Su proyecto asegura impunidad a policias que en determinadas circunstancias –están bajo
fuerte emocióno
justificable sensación de miedo, por ejemplo– ejecuten ciudadanos a sangre fría. Cuando se recuerda que la policía brasileña es de las que más mata en el mundo, lo que pretende Moro abrirá puertas para que tales desmanes alcancen el Olimpo de la impunidad.
Todo eso sirvió para crear en Brasil un clima que es una mescolanza
de inquietud, preocupación, expectativas desinfladas (de parte de la
sacrosanta entidad llamada
mercado), indignación y miedo.
Al fin y al cabo, lo que existe es un evidente desequilibrado sentado
en el sillón presidencial. ¿Quién logrará hacerlo despertar a la
realidad?
La tensa situación creada por el cerco a la Venezuela de Nicolás
Maduro, encabezado por Donald Trump y acatada con entusiasmo por
Bolsonaro, podrá postergar la respuesta por algunos días. Algunos.
Vale recordar que antes de mantener la esdrújula idea de insistir en el envío de
ayuda humanitaria– arroz estadunidense, leche en polvo y medicinas brasileñas– pese a la obvia imposibilidad de cruzar una frontera cerrada por el mandatario venezolano, Bolsonaro consultó a los generales que lo rodean. Los tres más poderosos –Augusto Heleno, verdadero líder del bloque uniformado, entre ellos– se mostraron contrarios a la idea. Pero el capitán no se inmutó.

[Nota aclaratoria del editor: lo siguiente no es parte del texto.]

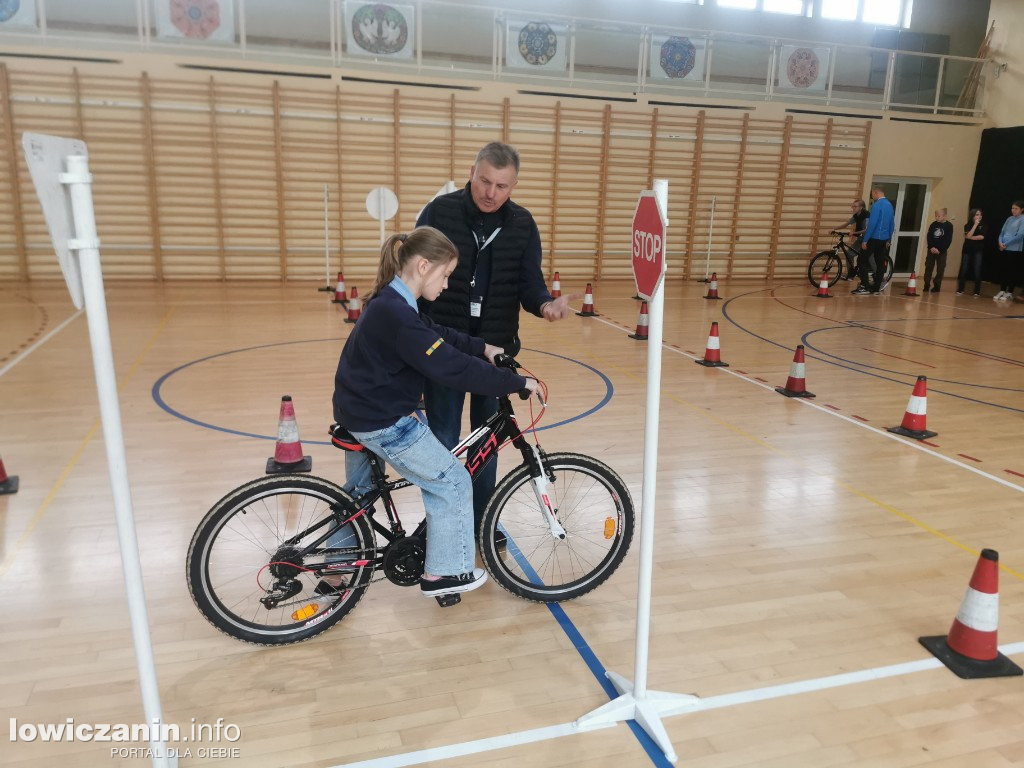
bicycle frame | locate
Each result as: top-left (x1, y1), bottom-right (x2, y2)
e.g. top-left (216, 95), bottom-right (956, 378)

Tan pronto termine el conflicto en Venezuela, e independiente del
resultado, les tocará a ellos, los generales, articularse para tutelar
al capitán inepto y principalmente presionar al trío de perros rabiosos
–los hijos presidenciales– para que se callen para siempre.
Ya son 50 militares –casi todos generales del Ejército– distribuidos
entre el primer y el segundo escalón del gobierno. Algunos académicos
llaman la atención para un punto: no se trata de un
gobierno militar, pero sí de militares invitados a participar de un gobierno.
No importa: sería, en última instancia, consecuencia de la absoluta
falta de cuadros políticos o técnicos mínimamente calificados alrededor
de un presidente igualmente sin calificación alguna.
La gran cuestión, en todo caso, persiste: ¿quién logrará despertar Bolsonaro para que empiece a gobernar o se vaya de una vez?